General characteristics (as completed)
- Type: Monitor
- Displacement: 2,048 metric tons (2,016 long tons)
- Length: 66.42 m (217 ft 11 in) (o/a)
- Beam: 11.99 m (39 ft 4 in)
- Draught: 4.44 m (14 ft 7 in)
- Installed power: 1,500 ihp (1,100 kW)
- Propulsion: 2 shafts, 2 direct-acting steam engines
- Speed: 12.5 knots (23.2 km/h; 14.4 mph)
- Range: 1,400 nmi (2,600 km; 1,600 mi) at 8.5 knots (15.7 km/h; 9.8 mph)
- Complement: 150
- Armament: 2 × Armstrong 9-inch (229 mm) rifled muzzle-loading guns
- Armour: Belt: 127 mm (5 in); Gun turrets: 140 mm (6 in); Conning tower: 127 mm (5.0 in);

= HDMS Lindormen =

The Danish ironclad Lindormen was a monitor built for the Royal Danish Navy in the 1860s. She was scrapped in 1907.

==Description==
The ship was 66.62 m long overall with a beam of 11.99 m. She had a draft of 4.44 m and displaced 2048 t. Her crew consisted of 150 officers and enlisted men.

Lindormen had two horizontal direct-acting steam engines, built by Burmeister & Wain, each driving one propeller shaft. The engines were rated at a total of 1500 ihp for a designed speed of 12.5 knots. The ship carried a maximum of 125 t of coal that gave her a range of 1400 nmi at 8.5 kn.

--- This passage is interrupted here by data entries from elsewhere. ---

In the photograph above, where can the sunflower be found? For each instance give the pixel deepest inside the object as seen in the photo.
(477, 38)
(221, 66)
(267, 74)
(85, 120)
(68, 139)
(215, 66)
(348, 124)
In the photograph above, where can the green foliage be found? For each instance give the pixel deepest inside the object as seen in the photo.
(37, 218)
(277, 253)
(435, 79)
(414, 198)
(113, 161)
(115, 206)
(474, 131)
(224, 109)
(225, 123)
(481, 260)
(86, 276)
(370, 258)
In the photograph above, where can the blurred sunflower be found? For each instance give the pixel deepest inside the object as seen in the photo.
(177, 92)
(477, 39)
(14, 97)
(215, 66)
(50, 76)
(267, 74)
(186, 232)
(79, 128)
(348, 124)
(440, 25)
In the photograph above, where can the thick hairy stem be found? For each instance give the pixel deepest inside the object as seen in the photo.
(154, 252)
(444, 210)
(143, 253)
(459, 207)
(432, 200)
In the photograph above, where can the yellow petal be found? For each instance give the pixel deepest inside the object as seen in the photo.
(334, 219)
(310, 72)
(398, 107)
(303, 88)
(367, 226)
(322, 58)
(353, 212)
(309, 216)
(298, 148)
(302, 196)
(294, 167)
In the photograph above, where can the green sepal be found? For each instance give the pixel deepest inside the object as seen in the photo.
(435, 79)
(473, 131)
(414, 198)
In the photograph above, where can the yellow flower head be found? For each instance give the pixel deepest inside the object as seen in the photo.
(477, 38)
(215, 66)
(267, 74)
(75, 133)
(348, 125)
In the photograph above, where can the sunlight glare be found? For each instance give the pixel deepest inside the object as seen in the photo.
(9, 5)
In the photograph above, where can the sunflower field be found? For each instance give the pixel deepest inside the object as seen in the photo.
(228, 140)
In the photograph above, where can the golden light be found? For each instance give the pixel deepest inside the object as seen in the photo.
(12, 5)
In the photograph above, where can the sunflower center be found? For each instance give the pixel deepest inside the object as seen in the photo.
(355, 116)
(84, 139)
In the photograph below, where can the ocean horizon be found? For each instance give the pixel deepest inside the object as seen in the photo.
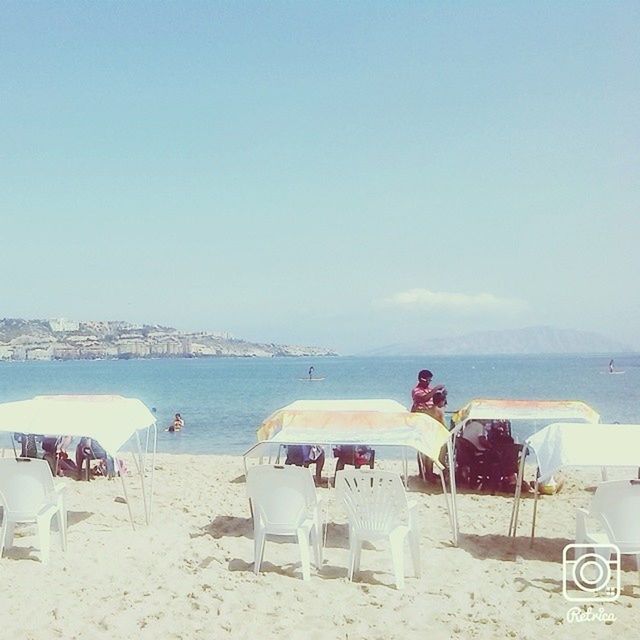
(224, 400)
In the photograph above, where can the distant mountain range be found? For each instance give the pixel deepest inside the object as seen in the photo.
(530, 340)
(61, 339)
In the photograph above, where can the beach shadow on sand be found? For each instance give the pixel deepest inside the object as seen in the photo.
(501, 547)
(418, 485)
(337, 535)
(75, 517)
(293, 570)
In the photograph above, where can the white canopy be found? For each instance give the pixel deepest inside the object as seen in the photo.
(111, 420)
(542, 410)
(371, 422)
(585, 445)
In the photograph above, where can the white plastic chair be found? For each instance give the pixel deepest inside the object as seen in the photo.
(31, 496)
(616, 511)
(377, 508)
(285, 504)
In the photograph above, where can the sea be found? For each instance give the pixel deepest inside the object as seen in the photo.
(224, 400)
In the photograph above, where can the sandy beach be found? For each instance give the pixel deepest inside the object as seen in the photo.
(189, 574)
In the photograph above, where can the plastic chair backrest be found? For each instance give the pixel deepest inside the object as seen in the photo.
(617, 505)
(375, 500)
(282, 496)
(26, 484)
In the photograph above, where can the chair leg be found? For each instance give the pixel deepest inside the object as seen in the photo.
(396, 540)
(303, 543)
(316, 539)
(358, 556)
(606, 557)
(258, 550)
(8, 535)
(414, 545)
(62, 526)
(352, 554)
(44, 536)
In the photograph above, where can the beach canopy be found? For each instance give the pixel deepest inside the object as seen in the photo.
(549, 410)
(372, 422)
(578, 445)
(111, 420)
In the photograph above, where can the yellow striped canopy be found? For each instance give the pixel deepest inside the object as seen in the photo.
(549, 410)
(367, 422)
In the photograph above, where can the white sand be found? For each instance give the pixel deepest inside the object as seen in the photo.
(189, 575)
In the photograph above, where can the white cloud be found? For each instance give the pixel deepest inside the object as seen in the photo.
(462, 303)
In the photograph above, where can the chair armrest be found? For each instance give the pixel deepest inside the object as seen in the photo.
(48, 510)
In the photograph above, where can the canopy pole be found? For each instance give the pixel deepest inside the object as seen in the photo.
(513, 524)
(452, 483)
(445, 493)
(153, 464)
(126, 496)
(405, 467)
(142, 482)
(535, 507)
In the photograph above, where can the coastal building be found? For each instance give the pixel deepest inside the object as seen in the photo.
(60, 325)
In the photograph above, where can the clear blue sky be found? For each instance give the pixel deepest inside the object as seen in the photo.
(343, 174)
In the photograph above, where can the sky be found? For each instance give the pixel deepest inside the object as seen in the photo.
(349, 175)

She was initially armed with two Armstrong 227 mm rifled muzzle-loading (RML) guns mounted in a single turret. In 1876 a pair of 76 mm RML guns were added. Four years later a pair of 87 mm rifled breech-loading guns were also added and the 76-millimeter guns were replaced by another pair of 87-millimeter breech-loading guns in 1885. The 227-millimeter guns were ultimately replaced by a pair of quick-firing 150 mm guns.

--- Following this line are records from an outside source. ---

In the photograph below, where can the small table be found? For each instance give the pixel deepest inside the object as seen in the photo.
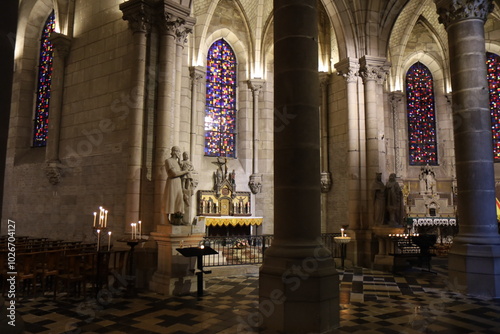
(131, 269)
(199, 252)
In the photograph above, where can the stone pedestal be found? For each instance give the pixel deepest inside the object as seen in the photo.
(175, 273)
(384, 261)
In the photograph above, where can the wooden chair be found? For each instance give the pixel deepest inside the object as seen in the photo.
(50, 267)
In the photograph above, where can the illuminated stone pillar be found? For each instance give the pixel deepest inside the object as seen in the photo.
(138, 14)
(474, 258)
(298, 283)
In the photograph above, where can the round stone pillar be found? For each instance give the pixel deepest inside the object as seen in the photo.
(474, 259)
(298, 283)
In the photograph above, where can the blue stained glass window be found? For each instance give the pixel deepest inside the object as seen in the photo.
(421, 116)
(220, 112)
(493, 65)
(41, 121)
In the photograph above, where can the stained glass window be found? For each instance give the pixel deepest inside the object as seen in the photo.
(220, 112)
(421, 116)
(493, 64)
(43, 85)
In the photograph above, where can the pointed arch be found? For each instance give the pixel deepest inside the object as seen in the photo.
(41, 117)
(422, 141)
(220, 107)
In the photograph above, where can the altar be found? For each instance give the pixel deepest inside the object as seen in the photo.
(229, 225)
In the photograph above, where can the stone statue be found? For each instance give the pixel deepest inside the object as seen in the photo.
(174, 195)
(187, 179)
(378, 200)
(394, 201)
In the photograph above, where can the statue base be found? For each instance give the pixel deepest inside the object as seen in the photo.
(175, 273)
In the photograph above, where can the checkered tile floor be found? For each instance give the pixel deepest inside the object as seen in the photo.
(371, 302)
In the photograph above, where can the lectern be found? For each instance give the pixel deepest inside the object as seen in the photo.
(199, 252)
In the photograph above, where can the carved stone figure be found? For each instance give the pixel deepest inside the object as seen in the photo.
(187, 179)
(378, 200)
(174, 196)
(394, 201)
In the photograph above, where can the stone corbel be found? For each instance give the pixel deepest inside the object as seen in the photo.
(53, 171)
(326, 182)
(255, 183)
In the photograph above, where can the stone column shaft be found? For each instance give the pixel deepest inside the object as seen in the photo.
(138, 14)
(474, 258)
(255, 181)
(165, 115)
(298, 277)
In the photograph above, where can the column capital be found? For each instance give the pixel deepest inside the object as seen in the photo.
(61, 43)
(373, 68)
(197, 72)
(348, 68)
(255, 85)
(451, 11)
(139, 15)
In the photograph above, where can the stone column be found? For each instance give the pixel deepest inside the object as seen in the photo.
(349, 69)
(474, 259)
(326, 177)
(174, 274)
(373, 71)
(165, 113)
(62, 45)
(255, 181)
(181, 39)
(298, 283)
(138, 15)
(196, 73)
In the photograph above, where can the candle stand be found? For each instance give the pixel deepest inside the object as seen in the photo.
(342, 241)
(199, 252)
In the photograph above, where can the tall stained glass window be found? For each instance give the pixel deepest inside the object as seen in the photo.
(220, 113)
(493, 64)
(43, 85)
(421, 116)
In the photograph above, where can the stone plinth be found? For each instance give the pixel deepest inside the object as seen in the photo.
(384, 261)
(175, 273)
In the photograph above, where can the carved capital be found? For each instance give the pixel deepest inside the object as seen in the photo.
(451, 11)
(348, 69)
(197, 72)
(255, 85)
(373, 69)
(61, 43)
(53, 171)
(139, 15)
(255, 183)
(326, 182)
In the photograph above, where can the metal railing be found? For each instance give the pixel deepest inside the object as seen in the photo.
(249, 249)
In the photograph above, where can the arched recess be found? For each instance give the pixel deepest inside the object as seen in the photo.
(202, 37)
(415, 13)
(33, 15)
(342, 22)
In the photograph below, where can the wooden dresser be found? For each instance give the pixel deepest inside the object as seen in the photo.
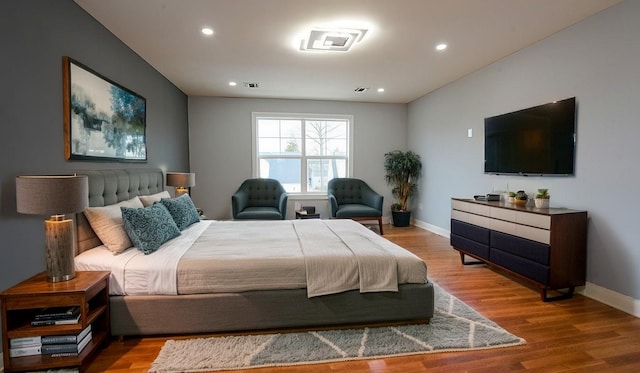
(547, 247)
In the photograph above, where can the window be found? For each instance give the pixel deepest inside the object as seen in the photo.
(302, 151)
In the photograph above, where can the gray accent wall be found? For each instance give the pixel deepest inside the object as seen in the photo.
(34, 36)
(598, 62)
(220, 145)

The ship had a complete waterline armored belt that was 127 mm thick. The gun turret was protected by 140 mm armor plates. The conning tower armor was also 127 millimeters thick.

==Construction and career==
Lindormen, named for a serpent from Norse legend, was laid down by the Naval Dockyard in Copenhagen on 20 July 1866, launched on 8 August 1868 and completed on 15 August 1869. She was stricken from the Navy List on 29 June 1907 and sold for scrap. The ship was broken up in the Netherlands.